Coletes Por falar em segurança, um dos procedimentos comuns em viagens aéreas é a demonstração de como usar equipamentos de segurança em caso de emergência. Mas, nas embarcações marítimas, isso é raro, embora a instrução seja obrigatória antes de todas as travessias, segundo o Comando do 2º Distrito Naval.

Se a empresa não cumprir com a determinação, pode ser notificada e pagar uma multa de até R$ 4,2 mil. A empresa CL Transporte Marítimo disse que não foi informada pela Marinha dessa determinação. Já o presidente da Associação dos Transportadores Marítimos da Bahia (Astramab), Jacinto Chagas, disse que a demonstração é feita.“É para fazer (a demonstração de como usar o colete). Se elas não fazem, é para fazer. A norma prevê isso aí, tanto é que existe um vídeo da própria Marinha para as embarcações que têm televisão”, afirma Jacinto.A contadora Carolina Calado, 30, no entanto, ficou supresa quando entrou nesta terça na lancha Catarina Paraguaçu. “Eu achei que eles iam nos orientar a colocar o colete, mas isso não aconteceu em nenhum momento”, contou. Questionado novamente, Chagas disse que vai verificar o motivo da falta de orientação.
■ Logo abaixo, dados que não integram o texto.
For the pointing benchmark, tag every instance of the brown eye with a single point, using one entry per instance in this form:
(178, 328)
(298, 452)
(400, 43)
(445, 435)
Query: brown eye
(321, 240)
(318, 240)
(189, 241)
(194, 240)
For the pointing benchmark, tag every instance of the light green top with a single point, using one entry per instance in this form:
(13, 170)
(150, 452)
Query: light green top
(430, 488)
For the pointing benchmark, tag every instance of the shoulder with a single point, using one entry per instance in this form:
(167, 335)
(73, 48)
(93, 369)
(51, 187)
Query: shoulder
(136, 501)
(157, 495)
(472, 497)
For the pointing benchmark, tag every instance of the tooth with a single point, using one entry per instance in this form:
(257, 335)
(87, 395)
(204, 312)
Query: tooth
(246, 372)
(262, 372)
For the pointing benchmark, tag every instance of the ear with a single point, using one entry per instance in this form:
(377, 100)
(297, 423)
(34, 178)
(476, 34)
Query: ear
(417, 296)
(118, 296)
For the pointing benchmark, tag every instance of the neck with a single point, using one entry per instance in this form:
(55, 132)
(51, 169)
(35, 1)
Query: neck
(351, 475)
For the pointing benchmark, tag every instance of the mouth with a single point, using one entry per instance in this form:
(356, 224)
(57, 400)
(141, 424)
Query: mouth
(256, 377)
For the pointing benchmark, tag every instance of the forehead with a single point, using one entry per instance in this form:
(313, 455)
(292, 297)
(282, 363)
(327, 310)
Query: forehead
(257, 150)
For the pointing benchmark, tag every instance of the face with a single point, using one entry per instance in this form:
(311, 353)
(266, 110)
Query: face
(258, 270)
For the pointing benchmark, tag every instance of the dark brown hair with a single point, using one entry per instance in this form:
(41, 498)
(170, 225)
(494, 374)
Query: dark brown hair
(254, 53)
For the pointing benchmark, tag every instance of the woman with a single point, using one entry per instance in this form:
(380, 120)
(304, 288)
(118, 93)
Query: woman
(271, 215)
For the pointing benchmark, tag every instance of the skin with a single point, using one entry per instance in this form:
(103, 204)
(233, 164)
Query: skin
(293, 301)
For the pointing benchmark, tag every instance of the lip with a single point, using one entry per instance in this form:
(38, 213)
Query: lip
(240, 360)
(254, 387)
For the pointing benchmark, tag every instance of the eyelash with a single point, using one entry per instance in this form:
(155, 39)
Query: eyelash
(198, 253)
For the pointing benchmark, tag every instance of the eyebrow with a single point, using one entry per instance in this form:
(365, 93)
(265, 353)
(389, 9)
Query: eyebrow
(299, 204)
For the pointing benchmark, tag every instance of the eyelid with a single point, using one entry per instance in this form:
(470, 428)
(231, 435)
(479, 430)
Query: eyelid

Laudo Quando uma embarcação é registrada na Capitania dos Portos, o certificado de segurança de navegação deve ser assinado por um engenheiro naval registrado no Conselho Regional de Engenharia e Agronomia da Bahia (Crea-BA).

No caso da Cavalo Marinho I, a nota de responsabilidade técnica tem pelo menos 40 anos – o que coincide com a idade da embarcação, de 1973. Segundo a Agerba, não há limite para a idade das embarcações na travessia. De acordo com a assessoria do Crea, a entidade não tem o documento e não dá para saber quem foi o engenheiro na época.